3) Z ~ N(0,1) means $\mu = 0, \ \sigma = 1$, which yields the probability density function
\begin{align} f_Z(z) = \varphi(z) = \frac{1}{\sqrt{2\pi}}e^{-\frac{z^2}{2}} \end{align}
Since Y = Z2, it must mean that y = z2. So the solution is given simply by substituting z?

4) I assume this is almost like 3), but with different values?

Last edited: May 1, 2014
2. May 1, 2014

### Ray Vickson

The X, Y and Z in parts 1--2 have no relation at all to the X,Y and Z in parts 3--4.
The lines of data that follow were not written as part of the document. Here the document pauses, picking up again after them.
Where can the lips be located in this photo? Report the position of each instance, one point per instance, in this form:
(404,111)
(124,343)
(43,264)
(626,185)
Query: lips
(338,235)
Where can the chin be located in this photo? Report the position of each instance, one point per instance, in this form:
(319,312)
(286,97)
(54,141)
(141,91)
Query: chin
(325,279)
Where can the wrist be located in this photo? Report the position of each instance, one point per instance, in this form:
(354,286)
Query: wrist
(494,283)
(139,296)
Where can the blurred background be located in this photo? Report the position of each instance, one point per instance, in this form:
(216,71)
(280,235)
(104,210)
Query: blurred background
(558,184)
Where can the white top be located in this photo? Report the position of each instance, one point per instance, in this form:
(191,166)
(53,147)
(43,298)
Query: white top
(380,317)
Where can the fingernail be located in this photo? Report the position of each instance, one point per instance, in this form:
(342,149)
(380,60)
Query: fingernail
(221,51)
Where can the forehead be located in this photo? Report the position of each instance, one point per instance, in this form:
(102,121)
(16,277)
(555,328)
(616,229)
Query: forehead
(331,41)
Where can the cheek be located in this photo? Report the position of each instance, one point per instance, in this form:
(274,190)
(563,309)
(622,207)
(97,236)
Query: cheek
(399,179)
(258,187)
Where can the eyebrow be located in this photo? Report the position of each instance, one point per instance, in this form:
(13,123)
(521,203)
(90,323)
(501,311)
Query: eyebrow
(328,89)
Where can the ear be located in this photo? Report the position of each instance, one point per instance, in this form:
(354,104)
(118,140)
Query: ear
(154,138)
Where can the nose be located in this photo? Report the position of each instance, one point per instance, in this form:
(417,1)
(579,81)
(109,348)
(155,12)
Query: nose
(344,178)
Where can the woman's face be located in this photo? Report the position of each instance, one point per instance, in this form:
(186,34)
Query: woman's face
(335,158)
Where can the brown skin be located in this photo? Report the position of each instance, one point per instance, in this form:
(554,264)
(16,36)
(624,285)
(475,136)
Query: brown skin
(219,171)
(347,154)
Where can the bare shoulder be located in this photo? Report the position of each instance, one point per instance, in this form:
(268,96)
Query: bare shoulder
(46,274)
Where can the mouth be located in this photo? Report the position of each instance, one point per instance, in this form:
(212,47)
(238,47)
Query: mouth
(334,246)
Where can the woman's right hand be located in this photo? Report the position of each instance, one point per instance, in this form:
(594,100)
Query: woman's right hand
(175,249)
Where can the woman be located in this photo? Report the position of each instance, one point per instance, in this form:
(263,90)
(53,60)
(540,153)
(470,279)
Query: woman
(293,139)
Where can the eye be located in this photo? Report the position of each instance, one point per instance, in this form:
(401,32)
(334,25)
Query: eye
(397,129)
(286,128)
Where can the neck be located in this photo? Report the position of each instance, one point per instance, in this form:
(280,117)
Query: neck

In part 2, Z is the smaller of the two random variables X and Y; there is no assumption about the values of X and Y. For example, you might observe X = 47 and Y = 63, and in that case you observe Z = 47. Basically, you are asked to determine the distribution of the smaller of two independent random variables.
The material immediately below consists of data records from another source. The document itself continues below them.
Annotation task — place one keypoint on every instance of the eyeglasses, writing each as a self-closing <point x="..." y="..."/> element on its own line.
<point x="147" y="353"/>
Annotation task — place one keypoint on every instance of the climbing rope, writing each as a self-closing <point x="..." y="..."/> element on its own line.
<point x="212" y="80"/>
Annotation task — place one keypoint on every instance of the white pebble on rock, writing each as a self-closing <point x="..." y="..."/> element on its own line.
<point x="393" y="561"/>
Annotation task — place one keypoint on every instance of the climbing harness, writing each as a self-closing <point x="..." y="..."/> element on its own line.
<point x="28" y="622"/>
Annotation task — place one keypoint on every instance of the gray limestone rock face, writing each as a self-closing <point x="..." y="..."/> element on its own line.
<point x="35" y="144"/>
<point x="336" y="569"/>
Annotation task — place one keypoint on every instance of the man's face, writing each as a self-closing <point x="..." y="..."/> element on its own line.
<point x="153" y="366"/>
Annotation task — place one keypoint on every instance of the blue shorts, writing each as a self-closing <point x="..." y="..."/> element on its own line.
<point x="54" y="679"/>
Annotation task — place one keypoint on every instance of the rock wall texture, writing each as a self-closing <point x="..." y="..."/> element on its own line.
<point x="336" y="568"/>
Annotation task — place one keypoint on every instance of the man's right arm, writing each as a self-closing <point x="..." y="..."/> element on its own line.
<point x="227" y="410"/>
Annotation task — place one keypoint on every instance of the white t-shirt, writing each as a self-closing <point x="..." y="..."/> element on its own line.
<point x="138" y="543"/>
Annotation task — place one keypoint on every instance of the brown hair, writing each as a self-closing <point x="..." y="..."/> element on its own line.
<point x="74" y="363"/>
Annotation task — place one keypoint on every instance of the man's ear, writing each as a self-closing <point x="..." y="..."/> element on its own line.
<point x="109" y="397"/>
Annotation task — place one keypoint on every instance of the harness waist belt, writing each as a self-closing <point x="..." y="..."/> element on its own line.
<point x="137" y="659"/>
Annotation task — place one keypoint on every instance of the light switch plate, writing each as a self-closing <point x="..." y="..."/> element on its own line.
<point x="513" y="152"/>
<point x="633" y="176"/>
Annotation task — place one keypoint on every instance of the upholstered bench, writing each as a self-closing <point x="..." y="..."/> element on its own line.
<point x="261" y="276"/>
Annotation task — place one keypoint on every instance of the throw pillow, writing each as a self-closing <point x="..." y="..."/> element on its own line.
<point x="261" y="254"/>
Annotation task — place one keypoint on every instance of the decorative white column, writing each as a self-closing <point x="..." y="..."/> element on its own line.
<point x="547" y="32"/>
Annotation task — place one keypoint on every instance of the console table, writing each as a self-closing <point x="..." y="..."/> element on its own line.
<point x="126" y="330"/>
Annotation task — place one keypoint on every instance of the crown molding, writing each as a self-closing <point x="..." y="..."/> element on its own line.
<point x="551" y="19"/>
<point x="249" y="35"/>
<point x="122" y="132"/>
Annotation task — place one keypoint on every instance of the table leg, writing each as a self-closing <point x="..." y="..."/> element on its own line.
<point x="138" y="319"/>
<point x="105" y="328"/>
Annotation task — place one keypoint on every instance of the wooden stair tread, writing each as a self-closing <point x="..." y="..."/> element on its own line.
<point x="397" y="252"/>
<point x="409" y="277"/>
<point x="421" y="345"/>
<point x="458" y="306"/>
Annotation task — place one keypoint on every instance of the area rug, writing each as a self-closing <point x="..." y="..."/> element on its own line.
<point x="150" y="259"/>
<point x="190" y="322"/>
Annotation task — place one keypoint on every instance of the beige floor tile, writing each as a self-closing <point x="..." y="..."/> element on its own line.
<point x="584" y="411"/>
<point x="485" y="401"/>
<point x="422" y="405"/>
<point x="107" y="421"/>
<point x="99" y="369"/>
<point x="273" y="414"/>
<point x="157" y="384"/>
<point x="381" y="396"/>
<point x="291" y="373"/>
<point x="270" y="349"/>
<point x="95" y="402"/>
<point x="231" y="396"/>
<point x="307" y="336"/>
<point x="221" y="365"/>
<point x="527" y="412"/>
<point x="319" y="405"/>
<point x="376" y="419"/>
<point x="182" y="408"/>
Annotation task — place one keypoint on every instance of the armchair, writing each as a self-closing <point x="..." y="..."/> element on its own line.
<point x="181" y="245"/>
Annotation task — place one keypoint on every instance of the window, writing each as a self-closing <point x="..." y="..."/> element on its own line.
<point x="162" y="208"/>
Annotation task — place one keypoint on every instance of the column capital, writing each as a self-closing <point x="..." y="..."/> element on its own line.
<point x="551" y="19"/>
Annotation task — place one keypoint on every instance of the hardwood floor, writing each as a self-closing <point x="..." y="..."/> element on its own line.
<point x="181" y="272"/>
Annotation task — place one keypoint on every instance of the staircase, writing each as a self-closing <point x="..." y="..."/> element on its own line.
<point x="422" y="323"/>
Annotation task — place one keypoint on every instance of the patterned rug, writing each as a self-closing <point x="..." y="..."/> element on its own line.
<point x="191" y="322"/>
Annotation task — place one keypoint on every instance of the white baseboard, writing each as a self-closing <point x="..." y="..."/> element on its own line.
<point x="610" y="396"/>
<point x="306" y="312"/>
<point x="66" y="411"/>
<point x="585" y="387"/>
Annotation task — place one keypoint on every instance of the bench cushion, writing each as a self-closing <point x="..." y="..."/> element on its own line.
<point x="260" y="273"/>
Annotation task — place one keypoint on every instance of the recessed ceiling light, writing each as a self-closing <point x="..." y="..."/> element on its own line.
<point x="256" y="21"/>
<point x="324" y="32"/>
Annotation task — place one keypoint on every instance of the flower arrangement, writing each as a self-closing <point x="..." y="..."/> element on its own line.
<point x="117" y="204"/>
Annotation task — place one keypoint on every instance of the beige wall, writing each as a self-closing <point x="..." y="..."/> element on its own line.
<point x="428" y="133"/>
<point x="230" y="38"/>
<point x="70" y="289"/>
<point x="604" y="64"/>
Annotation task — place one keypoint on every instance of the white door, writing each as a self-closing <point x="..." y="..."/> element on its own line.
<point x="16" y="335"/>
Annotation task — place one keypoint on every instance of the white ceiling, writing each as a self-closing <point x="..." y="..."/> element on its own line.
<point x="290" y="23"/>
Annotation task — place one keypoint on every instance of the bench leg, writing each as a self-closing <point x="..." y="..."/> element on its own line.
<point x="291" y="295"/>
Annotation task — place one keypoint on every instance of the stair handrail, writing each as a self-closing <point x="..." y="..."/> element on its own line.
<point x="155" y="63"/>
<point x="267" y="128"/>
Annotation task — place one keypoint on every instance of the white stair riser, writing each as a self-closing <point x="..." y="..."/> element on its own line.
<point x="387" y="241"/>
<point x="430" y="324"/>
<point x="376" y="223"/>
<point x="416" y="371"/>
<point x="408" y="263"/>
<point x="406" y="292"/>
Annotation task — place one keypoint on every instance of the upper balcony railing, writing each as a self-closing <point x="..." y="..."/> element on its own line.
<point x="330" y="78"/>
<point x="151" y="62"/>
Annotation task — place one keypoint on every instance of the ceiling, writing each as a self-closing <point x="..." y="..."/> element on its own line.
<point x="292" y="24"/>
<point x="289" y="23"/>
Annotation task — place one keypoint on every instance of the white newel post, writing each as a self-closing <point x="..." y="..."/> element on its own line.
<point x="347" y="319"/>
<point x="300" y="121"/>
In part 3, you cannot just put y = z^2; you must use the standard "change of variable" formulas for probability densities. If you have not seen these before, start by finding the cdf $F_Y(y)$ of Y on its domain $y \geq 0$: $$F_Y(y) = P\{ Y \leq y \} = P\{ Z^2 \leq y \} = P\{|Z| \leq \sqrt{y} \} = P\{ -\sqrt{y} \leq Z \leq \sqrt{y} \}$$
Now get the density as $f_Y(y) = dF_Y(y)/dy$. Do something similar for part 4.

Last edited: May 1, 2014
3. May 1, 2014

### cwrn

Alright, according to the definition, the distribution should be
\begin{align} F_Z(u) = 1-(1-F_X(u))(1-F_Y(u)) = 1-P(X>u)P(Y>u) \end{align}
where $F_Y(u)=\sum_{k:k\leq u}q^k$ and $F_X(u)=\sum_{k:k\leq u}p^k$.

Last edited: May 1, 2014
4. May 1, 2014

### cwrn

I gave part 3 another try using the so called "change of variable" technique. Although, instead of finding and taking the derivative of the CDF I used the definition of normal distribution (pdf) and just substituted z. I set $z=g(y)=\sqrt{y} \Rightarrow \frac{dg}{dy}=\frac{1}{2\sqrt{y}}$. Substituting z gives
\begin{align} f_Y(y) = f_Z(g(y)) \left|{\frac{dg}{dy}}\right| = \frac{1}{\sqrt{2\pi}}e^{-\frac{y}{2}}\left|{\frac{1}{2\sqrt{y}}}\right|. \end{align}
Is this correct?

Last edited: May 1, 2014
5. May 1, 2014

### Ray Vickson

Not quite. The method you use can give trouble when you are dealing with a non-monotone function of a random variable, and in this case $X^2$ is non-monotone. That is precisely why I suggested the alternative method, which is always 100% correct, as it forces you to be careful.
$$P(Y \leq y) = \int_{-\sqrt{y}}^{\sqrt{y}} \frac{1}{\sqrt{2 \pi}} e^{-x^2/2}\, dx = 2\int_0^{\sqrt{y}}\frac{1}{\sqrt{2 \pi}} e^{-x^2/2}\, dx$$
Thus
$$f_Y(y) = \frac{d}{dy} 2\int_0^{\sqrt{y}}\frac{1}{\sqrt{2 \pi}} e^{-x^2/2}\, dx = \frac{2}{\sqrt{2 \pi}} e^{-y/2} \frac{d \sqrt{y}}{dy} = \frac{1}{\sqrt{2 \pi}} \frac{e^{-y/2}}{\sqrt{y}}$$
This integrates to 1, so yours will integrate to 1/2.

6. May 2, 2014

### cwrn

Of course. It makes a lot more sense to look at the substitution in an integration. Thanks for the help. Will try part 4) and post the result later.

Edit: What do you mean by "yours will integrate to 1/2"? Do I need to change the limits according to z(y)?

Last edited: May 2, 2014
7. May 2, 2014

### Ray Vickson

I mean that your "f(y)" has the wrong normalization. Your answer is (1/2)f(y), not f(y) itself. Compare yours and mine very carefully!

8. May 2, 2014

### cwrn

I see, I must've misinterpreted, my bad! Thanks again.

9. May 2, 2014

### cwrn

Using the same method in 4) as in 3) gives me
\begin{align} f_Y(y) = \frac{1}{\sqrt{2\pi y\sigma^2}}e^{-\frac{(y-\mu)^2}{2\sigma^2}} \end{align}

Last edited: May 2, 2014
10. May 2, 2014

### Ray Vickson

This is just about as wrong at it could possibly be. Go back to square one, and proceed carefully.